The charter called for all dioceses to participate in a survey by the John Jay College of Criminal Justice for a study on the nature and scope of abuse in the Church. The diocese today also is releasing the survey statistics it sent in for this study. The survey asked for the number of all allegations that were not totally implausible from the years 1950-2002.
In the 52 years covered by the study, 11 of 335 priests who served in the Diocese of Des Moines were accused of sexual abuse of minors. All of the allegations except one stem from reported incidents from the 1980s or before. The Allegation Review Committee heard testimony regarding five of the priests. The remaining priests are either deceased or left the diocese decades ago.
The Diocese reported that in the 52-year timeframe covered by the survey, 30 people made allegations. Since 2002, when the Charter was implemented by the nation’s bishops, the diocese has encouraged victims to contact Victim Assistance Advocate Jo Mulvihill at (515) 286-2031 for counseling, support and to make a formal complaint.
In addition to reporting the number of priests and people affected by allegations, the diocese reported $680,500 was given to persons making allegations of sexual abuse between 1950 and 2002 for settlements and counseling. Insurance paid $335,250 and the diocese paid $345,250. The diocesan monies came from reserve funds, principally from the Bishop’s Residence Fund, which includes the proceeds and investment income from the sale of the former residence on 37th Street sold in 1982. Bishops Dingman, Bullock and Charron have not used that fund to purchase a new bishop’s residence but have lived in an apartment. No money from endowment funds, individual contributions, parish collections or the Annual Diocesan Appeal was used.
The diocese has had a policy addressing sexual abuse of minors by clergy since 1988. Since the Charter was created, a new diocesan policy puts more emphasis on the needs of victims. In addition, programs are in place to prevent opportunities for abuse.

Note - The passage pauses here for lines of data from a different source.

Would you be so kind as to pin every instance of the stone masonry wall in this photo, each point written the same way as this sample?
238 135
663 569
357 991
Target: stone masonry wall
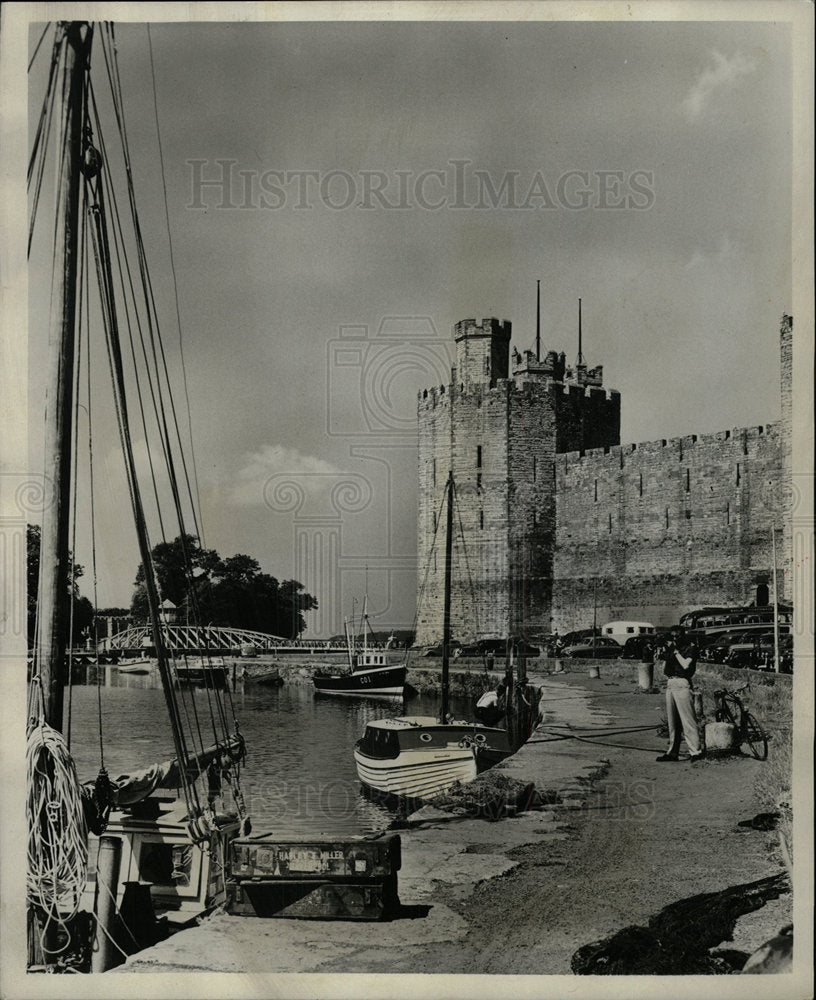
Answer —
656 529
474 444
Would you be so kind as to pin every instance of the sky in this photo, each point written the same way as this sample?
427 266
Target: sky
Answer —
388 180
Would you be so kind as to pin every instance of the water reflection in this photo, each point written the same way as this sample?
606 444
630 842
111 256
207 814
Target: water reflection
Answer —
299 778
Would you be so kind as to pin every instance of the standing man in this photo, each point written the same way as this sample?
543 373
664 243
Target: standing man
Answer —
681 662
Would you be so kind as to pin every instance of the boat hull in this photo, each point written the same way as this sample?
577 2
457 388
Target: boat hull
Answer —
419 757
377 682
417 773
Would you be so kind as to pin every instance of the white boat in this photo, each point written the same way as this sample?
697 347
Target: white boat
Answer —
177 842
420 756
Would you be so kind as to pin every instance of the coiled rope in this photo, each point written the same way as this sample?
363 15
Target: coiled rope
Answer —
57 829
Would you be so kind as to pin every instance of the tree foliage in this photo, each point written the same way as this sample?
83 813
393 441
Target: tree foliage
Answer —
231 592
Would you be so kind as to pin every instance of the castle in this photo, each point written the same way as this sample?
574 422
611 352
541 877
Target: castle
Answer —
556 520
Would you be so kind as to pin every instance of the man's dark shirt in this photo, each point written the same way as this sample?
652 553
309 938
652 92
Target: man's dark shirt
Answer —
673 666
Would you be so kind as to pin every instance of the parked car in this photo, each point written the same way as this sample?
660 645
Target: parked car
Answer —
571 638
633 648
593 649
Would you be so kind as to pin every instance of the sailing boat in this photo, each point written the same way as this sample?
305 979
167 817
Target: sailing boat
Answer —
178 844
421 756
370 675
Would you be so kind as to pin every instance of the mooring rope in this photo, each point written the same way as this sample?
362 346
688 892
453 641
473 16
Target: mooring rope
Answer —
57 829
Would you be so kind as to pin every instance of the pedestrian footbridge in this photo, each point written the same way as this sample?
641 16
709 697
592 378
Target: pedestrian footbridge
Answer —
214 638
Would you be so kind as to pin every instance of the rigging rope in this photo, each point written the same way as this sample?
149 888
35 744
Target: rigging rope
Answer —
57 830
199 522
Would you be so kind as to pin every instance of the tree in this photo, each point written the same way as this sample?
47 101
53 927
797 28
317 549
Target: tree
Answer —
83 611
231 592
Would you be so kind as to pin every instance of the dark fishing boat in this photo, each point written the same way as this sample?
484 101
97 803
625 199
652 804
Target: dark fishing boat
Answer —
162 832
371 673
420 756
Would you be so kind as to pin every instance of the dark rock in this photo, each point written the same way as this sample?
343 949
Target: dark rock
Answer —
773 957
679 939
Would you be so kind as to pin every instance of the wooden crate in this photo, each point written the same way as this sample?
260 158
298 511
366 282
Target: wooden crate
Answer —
356 858
373 899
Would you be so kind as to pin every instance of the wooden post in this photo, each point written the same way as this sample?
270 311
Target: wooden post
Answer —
55 572
107 884
443 705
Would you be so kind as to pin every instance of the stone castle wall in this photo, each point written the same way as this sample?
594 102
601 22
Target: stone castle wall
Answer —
554 516
660 528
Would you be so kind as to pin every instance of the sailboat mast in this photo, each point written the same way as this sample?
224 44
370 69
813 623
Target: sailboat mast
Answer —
55 571
443 708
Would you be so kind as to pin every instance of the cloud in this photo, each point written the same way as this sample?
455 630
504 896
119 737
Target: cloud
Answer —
272 460
723 73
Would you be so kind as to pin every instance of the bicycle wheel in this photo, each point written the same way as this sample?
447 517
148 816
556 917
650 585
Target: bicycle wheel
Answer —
755 737
730 710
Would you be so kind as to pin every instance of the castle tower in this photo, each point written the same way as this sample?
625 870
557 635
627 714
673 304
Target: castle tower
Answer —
482 352
499 435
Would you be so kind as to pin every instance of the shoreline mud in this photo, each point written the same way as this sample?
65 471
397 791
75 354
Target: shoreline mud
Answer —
616 839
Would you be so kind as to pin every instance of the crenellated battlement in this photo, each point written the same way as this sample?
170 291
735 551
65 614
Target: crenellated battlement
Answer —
680 447
550 496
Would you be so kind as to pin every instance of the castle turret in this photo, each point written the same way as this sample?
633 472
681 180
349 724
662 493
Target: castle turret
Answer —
482 352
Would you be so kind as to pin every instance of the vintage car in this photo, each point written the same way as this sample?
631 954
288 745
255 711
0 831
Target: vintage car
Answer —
595 648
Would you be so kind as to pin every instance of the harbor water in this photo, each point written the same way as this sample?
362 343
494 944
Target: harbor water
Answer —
299 777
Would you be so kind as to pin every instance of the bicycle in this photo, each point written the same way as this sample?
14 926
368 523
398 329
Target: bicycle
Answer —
729 708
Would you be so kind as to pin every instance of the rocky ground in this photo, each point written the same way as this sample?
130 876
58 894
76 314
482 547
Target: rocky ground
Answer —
617 840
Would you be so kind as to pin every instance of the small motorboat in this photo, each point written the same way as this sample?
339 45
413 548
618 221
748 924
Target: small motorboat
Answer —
371 674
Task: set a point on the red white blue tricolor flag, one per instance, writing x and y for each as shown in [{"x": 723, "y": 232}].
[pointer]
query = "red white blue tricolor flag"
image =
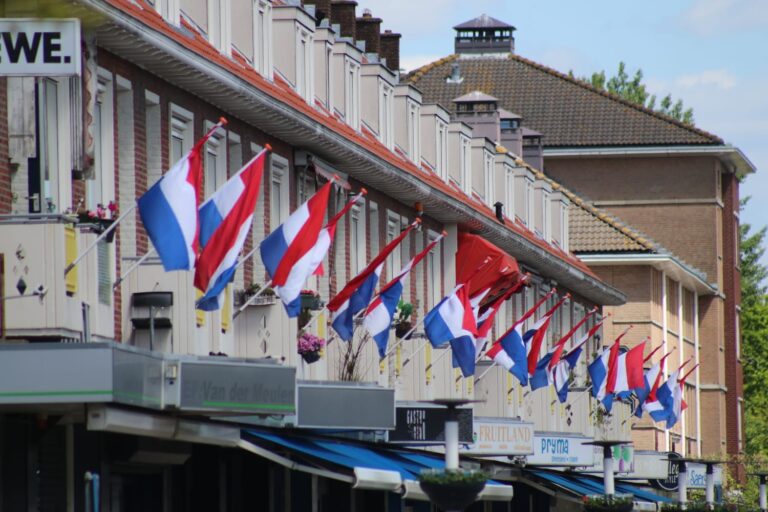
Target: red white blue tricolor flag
[
  {"x": 379, "y": 315},
  {"x": 168, "y": 210},
  {"x": 287, "y": 252},
  {"x": 225, "y": 221},
  {"x": 357, "y": 294}
]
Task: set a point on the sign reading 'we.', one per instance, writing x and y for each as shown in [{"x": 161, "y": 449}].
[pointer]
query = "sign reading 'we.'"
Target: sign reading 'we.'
[{"x": 39, "y": 47}]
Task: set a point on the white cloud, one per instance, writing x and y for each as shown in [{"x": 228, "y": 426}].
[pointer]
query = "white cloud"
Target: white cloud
[
  {"x": 719, "y": 78},
  {"x": 712, "y": 17}
]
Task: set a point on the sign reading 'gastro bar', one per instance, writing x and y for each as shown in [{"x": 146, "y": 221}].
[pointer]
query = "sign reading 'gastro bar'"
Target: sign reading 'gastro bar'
[{"x": 426, "y": 425}]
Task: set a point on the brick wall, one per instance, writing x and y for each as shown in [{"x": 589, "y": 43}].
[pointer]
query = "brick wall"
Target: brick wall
[
  {"x": 367, "y": 29},
  {"x": 343, "y": 13},
  {"x": 390, "y": 49},
  {"x": 5, "y": 170}
]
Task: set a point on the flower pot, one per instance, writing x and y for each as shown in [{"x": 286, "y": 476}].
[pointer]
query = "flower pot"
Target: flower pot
[
  {"x": 452, "y": 495},
  {"x": 402, "y": 329},
  {"x": 311, "y": 357}
]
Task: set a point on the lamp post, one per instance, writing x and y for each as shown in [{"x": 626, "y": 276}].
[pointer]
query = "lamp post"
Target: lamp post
[
  {"x": 607, "y": 446},
  {"x": 452, "y": 489}
]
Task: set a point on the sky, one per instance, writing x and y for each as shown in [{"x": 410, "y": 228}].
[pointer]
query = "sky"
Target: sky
[{"x": 712, "y": 54}]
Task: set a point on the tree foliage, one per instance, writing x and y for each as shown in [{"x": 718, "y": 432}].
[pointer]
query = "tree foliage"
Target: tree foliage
[
  {"x": 633, "y": 89},
  {"x": 754, "y": 336}
]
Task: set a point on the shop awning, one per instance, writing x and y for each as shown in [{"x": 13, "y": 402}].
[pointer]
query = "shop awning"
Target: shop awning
[
  {"x": 363, "y": 466},
  {"x": 586, "y": 485}
]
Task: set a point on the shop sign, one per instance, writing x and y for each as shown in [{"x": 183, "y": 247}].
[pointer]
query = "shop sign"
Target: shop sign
[
  {"x": 425, "y": 424},
  {"x": 500, "y": 436},
  {"x": 237, "y": 387},
  {"x": 39, "y": 47},
  {"x": 560, "y": 450},
  {"x": 697, "y": 475}
]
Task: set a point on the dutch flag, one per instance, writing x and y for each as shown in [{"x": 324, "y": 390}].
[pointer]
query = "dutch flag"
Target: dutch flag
[
  {"x": 288, "y": 252},
  {"x": 225, "y": 221},
  {"x": 168, "y": 210},
  {"x": 453, "y": 321},
  {"x": 378, "y": 316},
  {"x": 509, "y": 352}
]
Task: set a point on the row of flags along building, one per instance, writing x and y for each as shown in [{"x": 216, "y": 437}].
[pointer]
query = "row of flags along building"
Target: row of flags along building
[{"x": 209, "y": 239}]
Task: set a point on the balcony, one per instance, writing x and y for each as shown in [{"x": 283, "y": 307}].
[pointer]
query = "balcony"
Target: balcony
[{"x": 40, "y": 302}]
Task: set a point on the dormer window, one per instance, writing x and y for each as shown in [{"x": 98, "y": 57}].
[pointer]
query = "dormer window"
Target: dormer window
[
  {"x": 262, "y": 37},
  {"x": 219, "y": 25}
]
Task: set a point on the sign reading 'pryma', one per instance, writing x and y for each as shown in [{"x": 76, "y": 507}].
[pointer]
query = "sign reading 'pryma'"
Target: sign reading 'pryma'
[{"x": 39, "y": 47}]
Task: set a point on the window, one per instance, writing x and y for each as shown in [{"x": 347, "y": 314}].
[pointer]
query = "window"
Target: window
[
  {"x": 414, "y": 119},
  {"x": 465, "y": 164},
  {"x": 385, "y": 114},
  {"x": 152, "y": 145},
  {"x": 262, "y": 38},
  {"x": 99, "y": 189},
  {"x": 215, "y": 161},
  {"x": 235, "y": 153},
  {"x": 304, "y": 64},
  {"x": 441, "y": 150},
  {"x": 168, "y": 9},
  {"x": 488, "y": 177},
  {"x": 393, "y": 230},
  {"x": 352, "y": 93},
  {"x": 435, "y": 273},
  {"x": 48, "y": 146},
  {"x": 278, "y": 199},
  {"x": 181, "y": 132},
  {"x": 219, "y": 25}
]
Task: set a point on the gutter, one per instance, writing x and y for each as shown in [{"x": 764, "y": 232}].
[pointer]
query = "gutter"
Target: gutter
[
  {"x": 727, "y": 152},
  {"x": 649, "y": 259},
  {"x": 358, "y": 161}
]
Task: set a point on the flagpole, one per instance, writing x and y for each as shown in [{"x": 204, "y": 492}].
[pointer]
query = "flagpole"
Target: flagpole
[
  {"x": 251, "y": 299},
  {"x": 133, "y": 267},
  {"x": 101, "y": 237}
]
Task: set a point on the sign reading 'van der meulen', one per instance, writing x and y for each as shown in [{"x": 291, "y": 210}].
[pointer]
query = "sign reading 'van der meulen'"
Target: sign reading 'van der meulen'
[{"x": 39, "y": 47}]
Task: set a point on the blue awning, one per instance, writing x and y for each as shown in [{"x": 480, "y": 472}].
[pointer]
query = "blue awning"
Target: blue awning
[
  {"x": 585, "y": 485},
  {"x": 400, "y": 468}
]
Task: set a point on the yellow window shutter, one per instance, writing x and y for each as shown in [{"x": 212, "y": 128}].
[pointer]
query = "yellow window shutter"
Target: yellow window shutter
[
  {"x": 199, "y": 313},
  {"x": 70, "y": 254}
]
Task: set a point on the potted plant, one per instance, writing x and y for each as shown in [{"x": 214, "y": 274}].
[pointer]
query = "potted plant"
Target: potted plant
[
  {"x": 401, "y": 319},
  {"x": 310, "y": 347},
  {"x": 452, "y": 490},
  {"x": 617, "y": 503},
  {"x": 100, "y": 219},
  {"x": 310, "y": 299},
  {"x": 252, "y": 289}
]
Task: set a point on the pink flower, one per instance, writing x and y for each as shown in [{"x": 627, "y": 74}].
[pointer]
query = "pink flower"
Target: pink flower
[{"x": 308, "y": 342}]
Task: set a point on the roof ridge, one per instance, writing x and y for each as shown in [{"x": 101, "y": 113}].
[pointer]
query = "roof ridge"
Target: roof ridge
[
  {"x": 617, "y": 98},
  {"x": 415, "y": 75},
  {"x": 601, "y": 215}
]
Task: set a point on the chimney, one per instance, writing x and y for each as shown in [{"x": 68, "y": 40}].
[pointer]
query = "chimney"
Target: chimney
[
  {"x": 390, "y": 49},
  {"x": 367, "y": 28},
  {"x": 343, "y": 14},
  {"x": 322, "y": 9}
]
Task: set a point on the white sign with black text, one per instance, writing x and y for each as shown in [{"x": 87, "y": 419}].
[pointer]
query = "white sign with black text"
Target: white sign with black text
[{"x": 39, "y": 47}]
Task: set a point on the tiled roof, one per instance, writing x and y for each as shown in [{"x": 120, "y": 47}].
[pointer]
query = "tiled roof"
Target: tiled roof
[{"x": 567, "y": 111}]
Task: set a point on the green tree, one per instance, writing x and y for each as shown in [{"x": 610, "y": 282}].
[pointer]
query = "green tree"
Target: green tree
[
  {"x": 754, "y": 336},
  {"x": 634, "y": 90}
]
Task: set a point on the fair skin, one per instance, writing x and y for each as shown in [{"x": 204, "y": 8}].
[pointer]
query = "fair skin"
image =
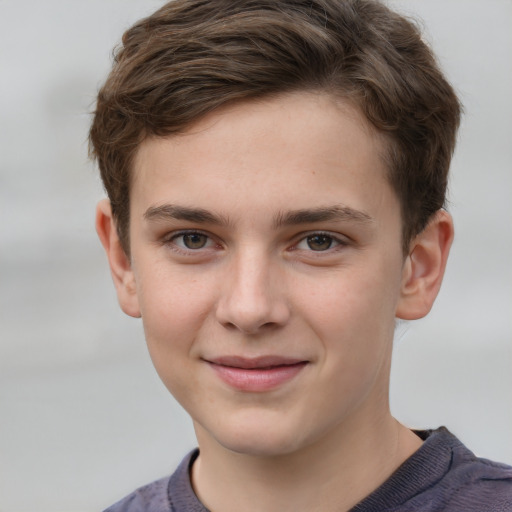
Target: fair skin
[{"x": 267, "y": 266}]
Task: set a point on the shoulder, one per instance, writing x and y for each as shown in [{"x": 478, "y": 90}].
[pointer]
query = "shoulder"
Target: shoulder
[
  {"x": 170, "y": 494},
  {"x": 154, "y": 497},
  {"x": 443, "y": 476},
  {"x": 471, "y": 483}
]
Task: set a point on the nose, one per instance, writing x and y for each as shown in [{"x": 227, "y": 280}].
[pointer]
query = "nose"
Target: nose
[{"x": 253, "y": 297}]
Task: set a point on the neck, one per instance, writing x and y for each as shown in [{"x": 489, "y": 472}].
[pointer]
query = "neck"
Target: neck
[{"x": 334, "y": 473}]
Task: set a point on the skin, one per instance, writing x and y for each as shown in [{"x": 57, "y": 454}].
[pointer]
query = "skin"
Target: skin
[{"x": 267, "y": 272}]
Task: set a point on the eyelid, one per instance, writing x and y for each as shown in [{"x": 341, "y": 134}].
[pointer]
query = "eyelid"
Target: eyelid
[
  {"x": 169, "y": 239},
  {"x": 340, "y": 240}
]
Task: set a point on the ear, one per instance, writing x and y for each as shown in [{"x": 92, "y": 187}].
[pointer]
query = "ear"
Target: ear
[
  {"x": 424, "y": 267},
  {"x": 120, "y": 265}
]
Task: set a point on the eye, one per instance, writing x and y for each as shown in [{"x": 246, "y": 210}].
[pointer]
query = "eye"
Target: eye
[
  {"x": 192, "y": 241},
  {"x": 318, "y": 242}
]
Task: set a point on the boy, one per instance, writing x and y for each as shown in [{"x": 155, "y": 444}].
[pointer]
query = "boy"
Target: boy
[{"x": 276, "y": 173}]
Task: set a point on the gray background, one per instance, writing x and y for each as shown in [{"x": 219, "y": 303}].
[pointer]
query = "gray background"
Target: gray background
[{"x": 83, "y": 417}]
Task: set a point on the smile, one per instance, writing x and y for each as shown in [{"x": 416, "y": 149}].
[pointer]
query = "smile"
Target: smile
[{"x": 256, "y": 375}]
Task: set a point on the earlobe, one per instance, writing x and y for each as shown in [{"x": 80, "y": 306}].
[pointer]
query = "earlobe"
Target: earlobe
[
  {"x": 424, "y": 267},
  {"x": 120, "y": 266}
]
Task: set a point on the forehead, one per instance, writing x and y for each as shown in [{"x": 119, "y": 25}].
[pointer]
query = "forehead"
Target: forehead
[{"x": 303, "y": 148}]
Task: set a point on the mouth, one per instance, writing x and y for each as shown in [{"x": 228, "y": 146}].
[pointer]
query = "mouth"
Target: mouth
[{"x": 256, "y": 374}]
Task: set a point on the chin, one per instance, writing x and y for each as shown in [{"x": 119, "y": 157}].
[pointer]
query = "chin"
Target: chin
[{"x": 261, "y": 440}]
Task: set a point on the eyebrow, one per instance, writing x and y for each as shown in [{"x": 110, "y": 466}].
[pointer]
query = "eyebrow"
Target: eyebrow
[
  {"x": 170, "y": 211},
  {"x": 322, "y": 214},
  {"x": 289, "y": 218}
]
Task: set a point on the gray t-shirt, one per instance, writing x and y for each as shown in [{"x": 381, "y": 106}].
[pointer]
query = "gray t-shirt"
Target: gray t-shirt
[{"x": 443, "y": 475}]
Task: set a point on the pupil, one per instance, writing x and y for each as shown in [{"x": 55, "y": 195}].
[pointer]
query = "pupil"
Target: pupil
[
  {"x": 194, "y": 240},
  {"x": 319, "y": 242}
]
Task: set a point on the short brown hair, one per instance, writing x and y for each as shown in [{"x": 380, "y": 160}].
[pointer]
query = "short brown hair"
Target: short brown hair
[{"x": 193, "y": 56}]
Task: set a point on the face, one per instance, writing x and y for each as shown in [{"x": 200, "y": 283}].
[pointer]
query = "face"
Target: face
[{"x": 266, "y": 263}]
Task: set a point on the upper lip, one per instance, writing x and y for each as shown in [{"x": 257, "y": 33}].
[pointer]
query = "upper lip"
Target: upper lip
[{"x": 254, "y": 362}]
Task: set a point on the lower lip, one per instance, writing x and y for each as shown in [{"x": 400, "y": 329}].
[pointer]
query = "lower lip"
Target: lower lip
[{"x": 257, "y": 379}]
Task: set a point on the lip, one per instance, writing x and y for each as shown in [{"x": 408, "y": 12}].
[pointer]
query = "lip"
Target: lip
[{"x": 256, "y": 374}]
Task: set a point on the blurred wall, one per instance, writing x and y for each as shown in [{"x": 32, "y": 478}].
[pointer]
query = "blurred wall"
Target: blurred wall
[{"x": 83, "y": 418}]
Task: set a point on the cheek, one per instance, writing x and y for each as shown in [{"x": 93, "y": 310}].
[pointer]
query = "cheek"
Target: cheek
[{"x": 174, "y": 307}]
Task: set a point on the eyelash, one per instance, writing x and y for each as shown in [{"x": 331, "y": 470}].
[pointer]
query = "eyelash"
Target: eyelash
[
  {"x": 338, "y": 242},
  {"x": 170, "y": 241}
]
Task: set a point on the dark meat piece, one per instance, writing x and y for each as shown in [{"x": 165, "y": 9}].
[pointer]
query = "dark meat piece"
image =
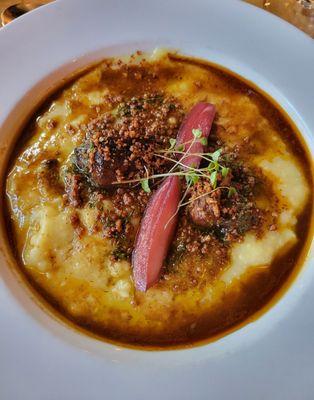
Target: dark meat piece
[
  {"x": 204, "y": 209},
  {"x": 100, "y": 172},
  {"x": 119, "y": 146},
  {"x": 73, "y": 189}
]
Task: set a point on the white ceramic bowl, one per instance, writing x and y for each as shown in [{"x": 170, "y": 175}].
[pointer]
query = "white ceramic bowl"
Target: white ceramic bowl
[{"x": 42, "y": 358}]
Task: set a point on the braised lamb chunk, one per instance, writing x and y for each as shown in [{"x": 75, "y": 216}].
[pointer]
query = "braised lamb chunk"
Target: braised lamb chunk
[
  {"x": 204, "y": 208},
  {"x": 99, "y": 171},
  {"x": 120, "y": 145}
]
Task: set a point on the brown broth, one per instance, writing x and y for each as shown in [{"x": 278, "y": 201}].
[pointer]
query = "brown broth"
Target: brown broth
[{"x": 258, "y": 292}]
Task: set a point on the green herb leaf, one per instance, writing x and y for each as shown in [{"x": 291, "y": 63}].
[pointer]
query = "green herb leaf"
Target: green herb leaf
[
  {"x": 232, "y": 191},
  {"x": 224, "y": 171},
  {"x": 197, "y": 133},
  {"x": 145, "y": 185},
  {"x": 192, "y": 178},
  {"x": 213, "y": 179},
  {"x": 203, "y": 141},
  {"x": 212, "y": 166},
  {"x": 172, "y": 143},
  {"x": 215, "y": 156}
]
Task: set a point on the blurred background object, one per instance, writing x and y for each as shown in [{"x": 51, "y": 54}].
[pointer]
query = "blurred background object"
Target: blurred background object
[{"x": 298, "y": 12}]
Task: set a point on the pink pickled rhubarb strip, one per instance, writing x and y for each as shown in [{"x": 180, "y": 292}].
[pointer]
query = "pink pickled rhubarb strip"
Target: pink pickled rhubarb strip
[
  {"x": 200, "y": 117},
  {"x": 160, "y": 218},
  {"x": 156, "y": 232}
]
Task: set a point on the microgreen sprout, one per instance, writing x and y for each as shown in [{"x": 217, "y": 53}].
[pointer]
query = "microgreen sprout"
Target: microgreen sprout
[{"x": 177, "y": 154}]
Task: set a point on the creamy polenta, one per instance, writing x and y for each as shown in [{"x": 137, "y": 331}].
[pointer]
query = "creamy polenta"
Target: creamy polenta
[{"x": 77, "y": 251}]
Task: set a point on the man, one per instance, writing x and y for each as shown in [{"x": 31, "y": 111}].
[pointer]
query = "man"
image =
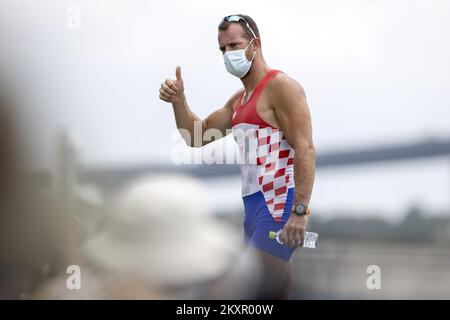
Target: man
[{"x": 272, "y": 111}]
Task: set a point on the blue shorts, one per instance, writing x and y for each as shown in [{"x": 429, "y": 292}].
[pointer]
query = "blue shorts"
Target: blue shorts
[{"x": 258, "y": 222}]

“Even one incident of a priest abusing a minor is a tragedy,” said Bishop Charron. “Since this issue came to light, we have made great strides in addressing it. We created a new, victim-centered policy, we now have a Victim Assistance Advocate, and we are privileged to have experts in the area of child abuse serving on our Allegation Review Committee. In addition, we are in the process of training volunteers in every parish in southwest Iowa in child sexual abuse prevention, and we’re doing background checks on all volunteers and staff who spend substantial time with children in a church setting.”
In the last six months, more than 2,300 teachers, coaches, religious education instructors, youth ministers and parents in the Diocese of Des Moines have been trained in creating a safe environment for children. Facilitators continue to train volunteers and employees in southwest Iowa .
In addition, background checks are being done on all employees and volunteers who spend a significant amount of time with children in a church setting.